A module has only finite many submodule up to isomorphism

Question

Let $A$ be a commutative Artin ring, $M$ be a finitely generated $A$-module. Then are there only finitely many submodules of $M$ up to isomorphism? For example, when $A$ is a field, it is true. But I don't know the general case.

Answer 1

It is possible for a finitely generated $A$-module to have infinitely many submodules up to isomorphism.

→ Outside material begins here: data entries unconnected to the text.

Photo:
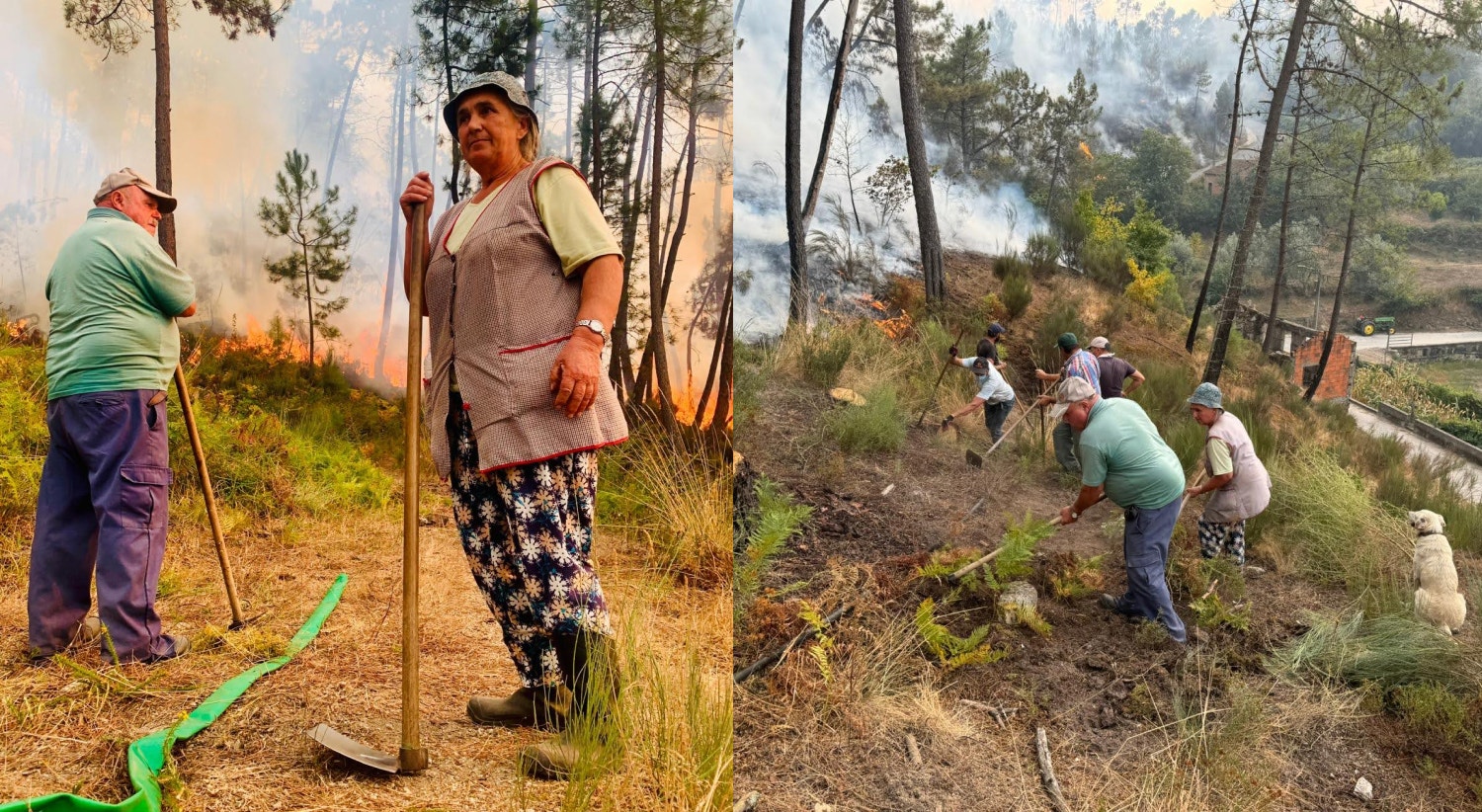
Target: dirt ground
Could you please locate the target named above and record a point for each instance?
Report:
(1102, 688)
(62, 735)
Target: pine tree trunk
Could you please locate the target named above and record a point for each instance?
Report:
(907, 59)
(533, 18)
(722, 335)
(835, 95)
(344, 109)
(1348, 255)
(1269, 343)
(621, 362)
(1253, 212)
(1224, 192)
(596, 104)
(397, 136)
(448, 73)
(793, 174)
(657, 338)
(163, 175)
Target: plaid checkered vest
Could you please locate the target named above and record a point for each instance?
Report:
(501, 311)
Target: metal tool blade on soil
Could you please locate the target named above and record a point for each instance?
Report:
(412, 758)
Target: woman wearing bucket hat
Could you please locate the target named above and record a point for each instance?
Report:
(1238, 479)
(522, 281)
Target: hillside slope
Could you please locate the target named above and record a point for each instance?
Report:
(1132, 720)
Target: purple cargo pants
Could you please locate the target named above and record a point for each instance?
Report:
(103, 506)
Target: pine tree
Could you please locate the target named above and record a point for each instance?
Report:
(319, 234)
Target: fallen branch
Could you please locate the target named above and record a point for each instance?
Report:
(780, 654)
(1046, 772)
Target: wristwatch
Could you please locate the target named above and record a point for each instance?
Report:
(595, 326)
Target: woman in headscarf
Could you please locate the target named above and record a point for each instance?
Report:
(522, 281)
(1238, 479)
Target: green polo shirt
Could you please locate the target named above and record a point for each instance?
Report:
(115, 296)
(1122, 450)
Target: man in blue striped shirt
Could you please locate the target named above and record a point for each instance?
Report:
(1078, 365)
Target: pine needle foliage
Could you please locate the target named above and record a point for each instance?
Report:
(319, 237)
(779, 519)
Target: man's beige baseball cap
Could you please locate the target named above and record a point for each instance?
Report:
(1072, 390)
(129, 178)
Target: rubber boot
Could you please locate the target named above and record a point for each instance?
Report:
(528, 707)
(590, 669)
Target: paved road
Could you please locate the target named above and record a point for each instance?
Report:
(1371, 347)
(1466, 476)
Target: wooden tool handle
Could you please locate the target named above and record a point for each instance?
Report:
(412, 756)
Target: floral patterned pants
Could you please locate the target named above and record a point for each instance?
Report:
(527, 530)
(1229, 535)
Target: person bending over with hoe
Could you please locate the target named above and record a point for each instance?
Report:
(1078, 364)
(522, 281)
(103, 504)
(995, 394)
(1113, 370)
(1125, 459)
(1238, 479)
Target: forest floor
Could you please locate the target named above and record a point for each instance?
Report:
(1132, 720)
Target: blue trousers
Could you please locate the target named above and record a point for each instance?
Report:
(1144, 542)
(103, 510)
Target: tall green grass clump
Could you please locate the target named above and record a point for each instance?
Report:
(1325, 518)
(676, 500)
(779, 519)
(877, 427)
(824, 353)
(1387, 651)
(23, 432)
(666, 737)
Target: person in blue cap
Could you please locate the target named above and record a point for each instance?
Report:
(1238, 479)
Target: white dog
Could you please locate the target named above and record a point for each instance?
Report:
(1435, 574)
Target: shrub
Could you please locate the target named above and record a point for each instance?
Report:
(1010, 264)
(1147, 287)
(874, 427)
(823, 356)
(1042, 254)
(1017, 295)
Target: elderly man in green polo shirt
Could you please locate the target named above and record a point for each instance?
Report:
(112, 350)
(1123, 458)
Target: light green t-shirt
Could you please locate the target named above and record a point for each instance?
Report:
(1122, 450)
(1220, 461)
(571, 216)
(115, 296)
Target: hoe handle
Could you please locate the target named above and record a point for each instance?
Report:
(412, 756)
(210, 498)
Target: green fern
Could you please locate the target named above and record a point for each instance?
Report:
(1019, 548)
(948, 649)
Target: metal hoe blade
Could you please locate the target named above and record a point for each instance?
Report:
(353, 750)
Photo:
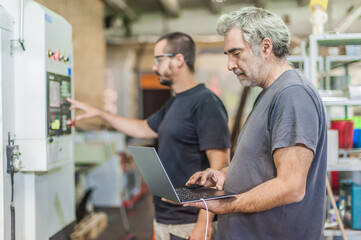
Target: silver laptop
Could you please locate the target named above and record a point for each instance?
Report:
(159, 184)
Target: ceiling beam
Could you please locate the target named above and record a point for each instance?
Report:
(349, 18)
(123, 8)
(170, 7)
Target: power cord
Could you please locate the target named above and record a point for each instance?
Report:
(205, 204)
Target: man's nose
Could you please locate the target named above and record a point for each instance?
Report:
(155, 67)
(231, 65)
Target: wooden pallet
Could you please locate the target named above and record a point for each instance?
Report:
(90, 227)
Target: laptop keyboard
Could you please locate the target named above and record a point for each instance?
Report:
(188, 194)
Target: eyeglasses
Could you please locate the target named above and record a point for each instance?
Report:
(157, 59)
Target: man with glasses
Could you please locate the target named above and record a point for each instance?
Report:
(191, 128)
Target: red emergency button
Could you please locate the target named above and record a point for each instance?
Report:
(56, 55)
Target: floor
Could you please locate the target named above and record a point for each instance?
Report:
(140, 219)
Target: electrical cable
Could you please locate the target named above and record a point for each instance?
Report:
(12, 208)
(205, 204)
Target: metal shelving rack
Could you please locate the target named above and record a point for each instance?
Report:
(331, 62)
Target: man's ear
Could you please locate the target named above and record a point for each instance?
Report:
(180, 60)
(266, 47)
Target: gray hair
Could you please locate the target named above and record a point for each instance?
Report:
(257, 24)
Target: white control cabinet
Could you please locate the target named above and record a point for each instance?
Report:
(42, 83)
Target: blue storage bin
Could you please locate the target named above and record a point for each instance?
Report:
(357, 138)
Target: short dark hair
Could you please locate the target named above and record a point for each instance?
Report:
(178, 42)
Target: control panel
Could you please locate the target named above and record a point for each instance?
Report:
(59, 115)
(43, 121)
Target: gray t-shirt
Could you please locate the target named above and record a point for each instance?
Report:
(288, 112)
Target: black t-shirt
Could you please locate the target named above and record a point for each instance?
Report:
(187, 125)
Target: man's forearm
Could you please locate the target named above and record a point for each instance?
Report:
(265, 196)
(130, 127)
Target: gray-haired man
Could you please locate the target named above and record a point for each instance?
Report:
(279, 166)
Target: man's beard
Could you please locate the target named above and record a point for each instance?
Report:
(165, 80)
(249, 81)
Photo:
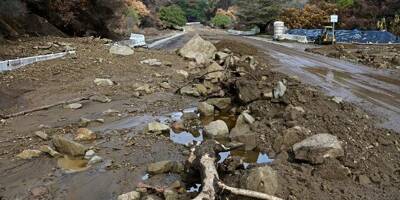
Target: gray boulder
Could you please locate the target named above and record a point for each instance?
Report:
(261, 179)
(121, 50)
(318, 147)
(69, 147)
(198, 49)
(217, 129)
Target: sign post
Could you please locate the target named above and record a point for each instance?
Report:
(334, 19)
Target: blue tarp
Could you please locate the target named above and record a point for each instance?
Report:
(351, 36)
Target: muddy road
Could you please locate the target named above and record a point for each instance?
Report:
(375, 90)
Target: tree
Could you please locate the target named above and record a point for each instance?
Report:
(258, 12)
(173, 15)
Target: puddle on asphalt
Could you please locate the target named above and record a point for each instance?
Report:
(72, 165)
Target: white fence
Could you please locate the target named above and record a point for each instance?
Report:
(17, 63)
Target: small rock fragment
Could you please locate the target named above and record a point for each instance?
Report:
(103, 82)
(29, 154)
(42, 135)
(205, 109)
(84, 134)
(217, 129)
(130, 196)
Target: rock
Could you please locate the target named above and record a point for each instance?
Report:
(103, 82)
(205, 109)
(89, 154)
(42, 135)
(190, 91)
(242, 132)
(130, 196)
(217, 129)
(69, 147)
(201, 89)
(165, 85)
(73, 106)
(217, 72)
(100, 98)
(220, 103)
(29, 154)
(157, 128)
(38, 192)
(364, 180)
(151, 197)
(290, 137)
(318, 147)
(262, 179)
(182, 73)
(144, 88)
(151, 62)
(198, 49)
(279, 90)
(337, 100)
(94, 160)
(221, 56)
(47, 149)
(160, 167)
(170, 194)
(246, 91)
(84, 134)
(121, 50)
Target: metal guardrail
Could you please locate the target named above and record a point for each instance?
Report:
(8, 65)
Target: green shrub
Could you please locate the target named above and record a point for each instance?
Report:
(221, 21)
(173, 15)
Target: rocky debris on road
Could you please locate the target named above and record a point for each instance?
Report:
(95, 159)
(279, 90)
(198, 49)
(151, 62)
(47, 149)
(42, 135)
(121, 50)
(317, 148)
(205, 109)
(84, 134)
(69, 147)
(100, 98)
(156, 128)
(73, 106)
(89, 154)
(217, 129)
(130, 196)
(103, 82)
(165, 167)
(242, 131)
(29, 154)
(262, 179)
(182, 73)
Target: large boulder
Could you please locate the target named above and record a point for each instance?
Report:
(69, 147)
(198, 49)
(261, 179)
(317, 148)
(217, 129)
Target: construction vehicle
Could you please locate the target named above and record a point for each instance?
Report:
(327, 36)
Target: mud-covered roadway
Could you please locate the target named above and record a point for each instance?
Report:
(370, 168)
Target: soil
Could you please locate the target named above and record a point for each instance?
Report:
(376, 56)
(369, 151)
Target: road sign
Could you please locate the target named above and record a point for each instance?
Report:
(334, 18)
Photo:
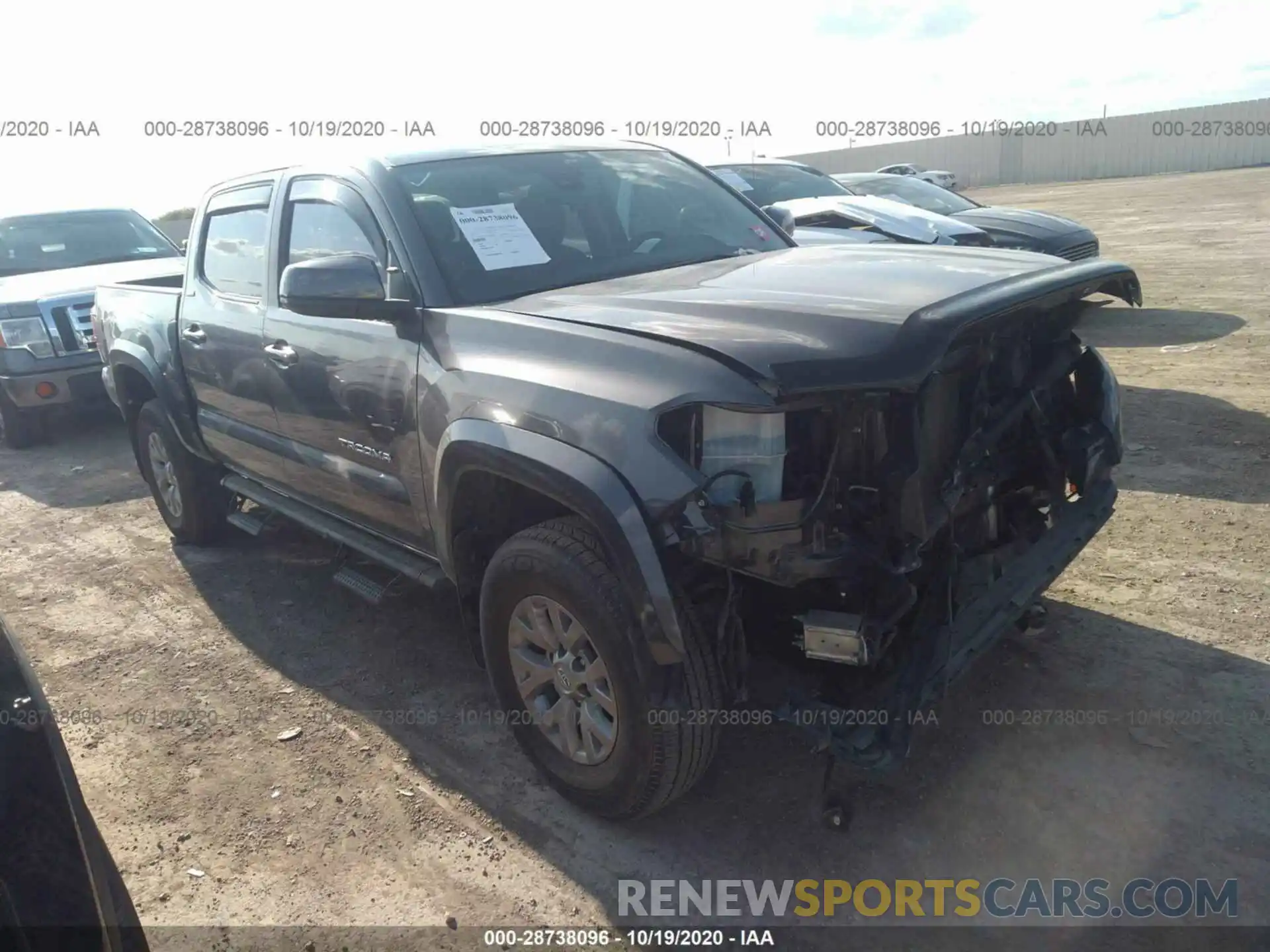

Let $k$ be an infinite field, and let $A = k\langle x,y \rangle/(x^2, y^2, xy, yx)$. Then $A$ is a $k$-algebra and is finite-dimensional over $k$, so it is an Artin ring. Consider the (unique up to isomorphism) indecomposable injective $A$-module $I$: it is a $3$-dimensional $k$-vector space on which the actions of $x$ and $y$ are defined by the matrices $$ I_x = \begin{bmatrix} 0 & 0 & 0 \\ 0 & 0 & 0 \\ 1 & 0 & 0 \end{bmatrix}, I_y = \begin{bmatrix} 0 & 0 & 0 \\ 0 & 0 & 0 \\ 0 & 1 & 0 \end{bmatrix}. $$ Next, for each $\lambda\in k$, define an $A$-module $M_\lambda$ as a $2$-dimensional $k$-vector space with action of $x$ and $y$ defined by $$ M_{\lambda, x} = \begin{bmatrix} 0 & 0 \\ 1 & 0 \end{bmatrix}, M_{\lambda,y} = \begin{bmatrix} 0 & 0 \\ \lambda & 0 \end{bmatrix}. $$ Then the $M_\lambda$ are pairwise non-isomorphic; to see this, simply note that if $X = PM_{\lambda,x}P^{-1}$ and $Y=PM_{\lambda,y}P^{-1}$ are simultaneous conjugates of the matrices $M_{\lambda,x}$ and $M_{\lambda,y}$, then they satisfy $\lambda X - Y = 0$ and $\mu X - Y \neq 0$ for any $\mu \neq \lambda$. Also, each $M_\lambda$ is isomorphic to a submodule of $I$, as the embedding of $k^2$ into $k^3$ given by the matrix $$ \iota_\lambda:\begin{bmatrix} 1 & 0 \\ \lambda & 0 \\ 0 & 1 \end{bmatrix} $$ is such that $\iota_\lambda \circ M_{\lambda,x} = I_x \circ \iota_{\lambda}$ and $\iota_\lambda \circ M_{\lambda,y} = I_y \circ \iota_{\lambda}$, so it defines a monomorphism of $A$-modules. Since $k$ is infinite, this proves the assertion.